В положенное время делают главный анализ – пункцию костного мозга, он должен показать, все ли опухолевые клетки убиты. Мы еще немного прежние, мы еще верим: плохого просто не может быть. Уверяем в этом Женечку, уверяем с чистой совестью.
Но анализ плох. Я узнаю об этом от Женечки, рыдающей в телефонную трубку, я еще не понимаю почему, я еще вообще мало что понимаю в болезни, но тревога делается нестерпимой. По приезде в больницу как раз вижу, что устанавливают на штативе новые зловещие банки для повторного курса химиотерапии. Выхожу в коридор, не хочу, чтобы Женечка видела мои слезы.
Сердобольная медсестра желает меня утешить: «Болезнь зла, и не в первый раз случается такое, что ее не удается убить сразу». Что же, спасибо и на этом. Теперь я хотя бы могу сообщить Женечке, что такое случается, такое бывает, развить эту тему, убедить себя, убедить Женечку, что ничего особенного не происходит, все идет своим чередом. В этот день, второго октября 1997 года, четверг, происходит резкое ухудшение состояния.
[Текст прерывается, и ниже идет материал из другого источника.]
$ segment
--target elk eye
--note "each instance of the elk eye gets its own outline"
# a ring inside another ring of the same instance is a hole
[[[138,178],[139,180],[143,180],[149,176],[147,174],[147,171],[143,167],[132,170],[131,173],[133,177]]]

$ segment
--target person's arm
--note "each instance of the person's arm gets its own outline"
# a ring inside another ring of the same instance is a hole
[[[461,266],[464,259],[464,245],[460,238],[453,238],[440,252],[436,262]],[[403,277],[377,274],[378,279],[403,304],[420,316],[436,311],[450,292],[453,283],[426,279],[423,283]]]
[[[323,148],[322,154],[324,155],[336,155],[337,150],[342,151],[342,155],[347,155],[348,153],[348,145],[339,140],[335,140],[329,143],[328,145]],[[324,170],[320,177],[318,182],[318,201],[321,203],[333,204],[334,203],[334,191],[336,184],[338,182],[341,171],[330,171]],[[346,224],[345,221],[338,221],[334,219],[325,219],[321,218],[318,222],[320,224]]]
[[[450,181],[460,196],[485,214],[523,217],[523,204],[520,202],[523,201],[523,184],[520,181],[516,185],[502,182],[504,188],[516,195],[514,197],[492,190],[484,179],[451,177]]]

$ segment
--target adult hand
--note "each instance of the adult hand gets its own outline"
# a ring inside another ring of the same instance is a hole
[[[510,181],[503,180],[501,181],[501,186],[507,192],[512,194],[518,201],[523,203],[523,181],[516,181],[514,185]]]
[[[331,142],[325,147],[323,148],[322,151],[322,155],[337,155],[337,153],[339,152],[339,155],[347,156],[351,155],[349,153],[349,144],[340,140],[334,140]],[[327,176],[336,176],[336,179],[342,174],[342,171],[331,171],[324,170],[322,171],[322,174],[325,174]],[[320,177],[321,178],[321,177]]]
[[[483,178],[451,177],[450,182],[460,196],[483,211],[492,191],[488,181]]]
Высочайшая температура, бесконечная слабость.
Нарушения движения, речи, рвота, понос. Женечкино лицо постоянно меняется: меняются черты, цвет, выражение. Женечке трудно дышать, начинают давать кислород. Седьмого октября – страшный врачебный обход.
Звучит слово «schlimm» – плохо, и предупреждение, что в ближайшие два дня будет еще хуже. В тот же день от некой патронессы в непонятном мне контексте слышу впервые невозможные, страшные, отнимающие веру слова.
Зачем, зачем она это говорит? Женечка из последних сил звонит в Москву. Зовет отца, который неделю назад вернулся из Страсбурга, полагаясь на благоприятный ход лечения. На следующий день, восьмого октября, отец прилетает. Ночует в больнице. Девятого октября с утра Женечке как будто немного лучше, ей вдруг хочется есть, она впивается в булку. Помню Женечкину улыбку – легко взметнувшуюся, как солнечный лучик, бессознательную, детскую, светлую, доверчивую, которой Женечка будто вверяла себя неведомому. Улучшение подтверждает и приглашенный отцом врач. Сразу после ухода врача, Женечка произносит: «Я умираю». Спустя короткое время – эпилептический припадок, сбегаются медсестры и врачи. Мы сидим в телевизионной комнате, раскачиваемся и взываем: «Господи, помоги!» После укрощения приступа безжизненную Женечку с чепчиком на головке увозят делать сканер. Никто почему-то не понимает, что Женечка без сознания. Женечки долго нет. Когда привозят обратно в палату, приставляют к Женечке какие-то следящие приборы, с пальчика все время спадает клемма, я все пристегиваю ее обратно. Заходит дежурная медсестра, ее что-то настораживает, она приподнимает Женечкины веки, идет за врачом. В это время случается повторный эпилептический припадок, на мои истошные крики опять бегут медсестры и врачи. Женечку везут в реанимационное отделение, она кричит и вырывается из охватывающих ее петель, а мне объясняют, что там будет лучше – более пристальное наблюдение, более совершенная аппаратура.